Attempts to prevent defaults means that the buyers of risk have passed on the losses to the sellers. Deficit countries are then force to impose the losses on their population (those who can't move funds to Swiss bank accounts) through austerity measures. Democratic controls are removed and the representatives of the creditors run the economy. This is in effect a form of dictatorship.

Mediaeval Times

As long as interest payments on government bonds remain greater than the rate of investment (and economic growth) the country is enslaved to meet impossible debt repayments. Debt is paid from future earnings. When undertaking debts there is the presumption that there will be future streams of income to service the debt. The Greek economy is collapsing. So where are the future streams of income that can service the debt?  Whatever happened to that Marshall plan for Greece announced in July?

Greece continues on its road to serfdom. The latest desperate tax, the 'property' tax, obliges those to pay if electricity bill is in their name, is a feudal tax on the space we live. For many poor Greeks, who struggle to pass this bill on to their landlord, the lights will go out.

How much revenue will such taxes raise? Taxes not based on the ability to pay are self defeating.  We have seen austerity measures reduce GDP, savage the tax base, destroy small businesses, reduce overall tax receipts, miss budget targets and calls for more rounds this austerity spiral. Increasing taxes while reducing everybody's ability to pay them will eventually lead to a breakdown in the tax system.

Even the new tax on eating out might fail to increase tax revenues. If Greeks' appetite for eating out falls (%) more than the increase (%) in tax, then tax revenues will fall. Add to this the number of restaurants that will close down, or refuse to pay, and it is easy to see how this particular tax target will be missed.

These taxes only exist to buy time for the Troikai. It cannot get the Greek economy out off its downward spiral of austerity. There is no prospect of real investment or economic growth and the only motive of the measures is to keep the European Banking Sector happy. Greece is insolvent and is being asset stripped.  Its not profitable, unable to make its debt payments and so it is more profitable to liquidate it.

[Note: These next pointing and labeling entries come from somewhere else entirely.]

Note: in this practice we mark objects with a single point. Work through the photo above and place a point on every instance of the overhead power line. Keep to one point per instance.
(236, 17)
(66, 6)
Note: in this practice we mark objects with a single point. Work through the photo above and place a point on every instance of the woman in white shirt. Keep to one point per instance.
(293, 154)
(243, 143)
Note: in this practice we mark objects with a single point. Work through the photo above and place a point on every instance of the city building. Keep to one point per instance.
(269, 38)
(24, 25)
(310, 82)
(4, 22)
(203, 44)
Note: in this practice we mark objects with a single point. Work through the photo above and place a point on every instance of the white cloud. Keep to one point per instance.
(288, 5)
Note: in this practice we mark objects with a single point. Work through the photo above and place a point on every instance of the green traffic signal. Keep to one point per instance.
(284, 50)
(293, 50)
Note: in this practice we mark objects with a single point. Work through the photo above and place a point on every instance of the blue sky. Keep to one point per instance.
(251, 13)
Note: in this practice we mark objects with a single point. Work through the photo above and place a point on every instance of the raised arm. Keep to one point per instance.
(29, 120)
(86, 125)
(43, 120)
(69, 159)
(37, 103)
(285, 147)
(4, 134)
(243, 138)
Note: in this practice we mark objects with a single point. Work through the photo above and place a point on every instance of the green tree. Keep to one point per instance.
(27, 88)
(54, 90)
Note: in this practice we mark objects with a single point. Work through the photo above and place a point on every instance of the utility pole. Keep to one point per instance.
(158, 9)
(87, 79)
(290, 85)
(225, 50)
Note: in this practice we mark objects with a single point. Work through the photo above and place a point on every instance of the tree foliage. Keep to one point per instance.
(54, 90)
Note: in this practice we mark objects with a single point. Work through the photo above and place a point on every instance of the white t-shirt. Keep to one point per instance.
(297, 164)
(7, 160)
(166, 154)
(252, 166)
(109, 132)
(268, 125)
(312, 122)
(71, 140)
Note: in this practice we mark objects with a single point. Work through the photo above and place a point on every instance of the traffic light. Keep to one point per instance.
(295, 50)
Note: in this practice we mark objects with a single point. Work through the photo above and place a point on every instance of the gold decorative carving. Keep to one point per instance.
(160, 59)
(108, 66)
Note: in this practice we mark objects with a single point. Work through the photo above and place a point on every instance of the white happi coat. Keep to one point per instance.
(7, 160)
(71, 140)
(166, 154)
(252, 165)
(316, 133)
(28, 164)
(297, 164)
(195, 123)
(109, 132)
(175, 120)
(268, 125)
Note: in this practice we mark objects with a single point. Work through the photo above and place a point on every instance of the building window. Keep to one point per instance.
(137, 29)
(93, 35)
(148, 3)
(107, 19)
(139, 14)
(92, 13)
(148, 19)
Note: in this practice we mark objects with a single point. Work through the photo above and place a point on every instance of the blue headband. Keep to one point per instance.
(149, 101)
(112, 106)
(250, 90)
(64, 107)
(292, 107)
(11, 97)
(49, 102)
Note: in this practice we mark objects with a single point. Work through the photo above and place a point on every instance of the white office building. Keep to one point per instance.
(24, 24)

This insane policy, applied repeatedly to Greece for 18 months, is now being applied to all Euro budget deficit countries. Europeans are still failing to under the causes.  Government budget deficits are the symptom not the cause. Spain and Ireland were in a budget surplus, unlike Germany, before the 2007-8 global financial crisis.  They have in common unsustainable trading deficits with their Euro partners and no tools (exchange rates or a monetary policy) to restore competitiveness.  Greece has been trapped by reckless activities and exposure of the European Banking system and a religious worship of the Euro with calls for punishment by its leaders.  

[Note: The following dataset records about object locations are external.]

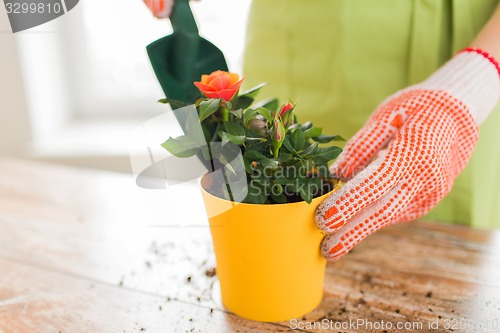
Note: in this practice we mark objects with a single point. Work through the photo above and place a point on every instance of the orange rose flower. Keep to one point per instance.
(220, 84)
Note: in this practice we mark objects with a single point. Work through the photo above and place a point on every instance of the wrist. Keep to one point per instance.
(473, 77)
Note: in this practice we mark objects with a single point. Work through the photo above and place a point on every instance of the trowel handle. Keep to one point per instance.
(182, 18)
(186, 41)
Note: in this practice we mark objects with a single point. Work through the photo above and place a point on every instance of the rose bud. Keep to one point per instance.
(285, 108)
(258, 125)
(286, 114)
(220, 84)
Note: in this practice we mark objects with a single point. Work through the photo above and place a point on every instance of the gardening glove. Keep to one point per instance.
(160, 8)
(407, 156)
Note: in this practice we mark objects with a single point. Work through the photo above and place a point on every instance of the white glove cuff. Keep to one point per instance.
(471, 78)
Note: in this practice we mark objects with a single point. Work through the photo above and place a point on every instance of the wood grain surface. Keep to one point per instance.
(89, 251)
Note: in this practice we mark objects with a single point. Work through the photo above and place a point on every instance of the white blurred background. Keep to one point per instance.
(73, 90)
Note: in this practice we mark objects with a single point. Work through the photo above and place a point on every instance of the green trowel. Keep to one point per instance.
(181, 58)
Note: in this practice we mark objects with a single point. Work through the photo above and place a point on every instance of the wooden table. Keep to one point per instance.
(88, 251)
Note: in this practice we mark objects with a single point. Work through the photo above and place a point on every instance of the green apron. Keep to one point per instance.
(338, 59)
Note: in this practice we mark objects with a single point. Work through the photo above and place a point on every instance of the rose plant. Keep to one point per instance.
(285, 161)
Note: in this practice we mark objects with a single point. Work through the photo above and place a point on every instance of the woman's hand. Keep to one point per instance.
(407, 156)
(160, 8)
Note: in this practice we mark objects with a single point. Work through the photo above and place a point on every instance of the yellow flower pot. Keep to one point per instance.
(268, 257)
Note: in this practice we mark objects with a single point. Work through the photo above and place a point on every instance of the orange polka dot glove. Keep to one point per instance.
(407, 156)
(160, 8)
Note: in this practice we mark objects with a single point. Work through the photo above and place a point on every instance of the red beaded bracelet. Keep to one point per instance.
(484, 54)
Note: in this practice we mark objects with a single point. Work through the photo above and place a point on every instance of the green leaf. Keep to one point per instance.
(289, 147)
(208, 107)
(269, 103)
(183, 146)
(174, 104)
(248, 166)
(237, 113)
(269, 163)
(253, 155)
(265, 113)
(256, 194)
(242, 102)
(236, 139)
(283, 157)
(309, 150)
(298, 139)
(277, 193)
(252, 92)
(326, 154)
(223, 160)
(305, 192)
(234, 128)
(312, 132)
(327, 138)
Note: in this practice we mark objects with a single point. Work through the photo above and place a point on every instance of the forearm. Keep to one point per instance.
(489, 37)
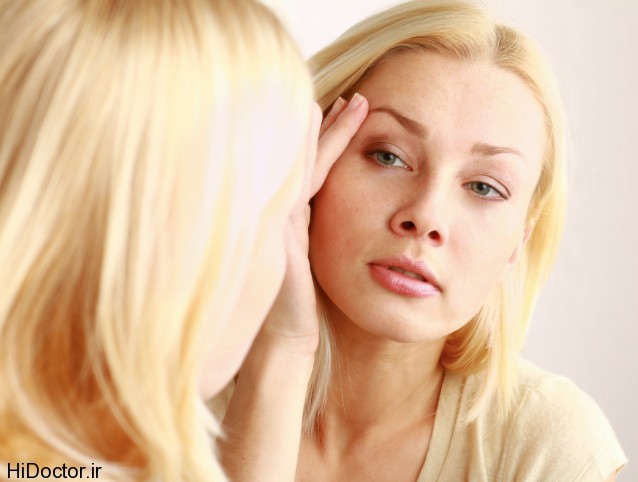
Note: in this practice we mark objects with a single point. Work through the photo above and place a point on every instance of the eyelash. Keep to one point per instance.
(375, 156)
(500, 196)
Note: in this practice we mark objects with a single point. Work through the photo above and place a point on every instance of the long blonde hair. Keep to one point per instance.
(133, 140)
(492, 340)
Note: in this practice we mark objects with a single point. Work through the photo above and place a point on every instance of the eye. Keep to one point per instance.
(387, 159)
(484, 190)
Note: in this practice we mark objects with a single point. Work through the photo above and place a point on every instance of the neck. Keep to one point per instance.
(379, 385)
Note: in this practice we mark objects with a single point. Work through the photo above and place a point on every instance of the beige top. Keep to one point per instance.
(557, 433)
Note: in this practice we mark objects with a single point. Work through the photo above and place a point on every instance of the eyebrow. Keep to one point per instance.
(489, 150)
(417, 129)
(410, 125)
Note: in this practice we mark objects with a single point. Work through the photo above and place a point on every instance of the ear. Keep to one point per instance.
(518, 250)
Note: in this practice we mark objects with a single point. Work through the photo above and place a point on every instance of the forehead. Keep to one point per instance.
(468, 101)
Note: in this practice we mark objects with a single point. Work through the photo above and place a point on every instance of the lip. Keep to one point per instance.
(403, 284)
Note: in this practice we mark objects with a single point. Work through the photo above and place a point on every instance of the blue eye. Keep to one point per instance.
(388, 159)
(484, 190)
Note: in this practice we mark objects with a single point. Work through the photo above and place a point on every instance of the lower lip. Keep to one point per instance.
(402, 284)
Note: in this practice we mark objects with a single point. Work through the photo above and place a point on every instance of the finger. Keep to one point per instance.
(335, 111)
(311, 154)
(336, 138)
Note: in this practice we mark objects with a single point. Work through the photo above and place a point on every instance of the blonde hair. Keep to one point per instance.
(491, 341)
(134, 136)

Greece faces mass destruction from a Vietnam 'destroy the village, to save it' economic policy.  Its needs to force the issue by saying it is not going to borrow more money that it simply can't pay back. 

If the Euro auto-pilot can't be switch off, the passengers will at some point say 'lets roll' and take over the cockpit. Alternatively, they may fight each other and bring down the whole Euro project that way.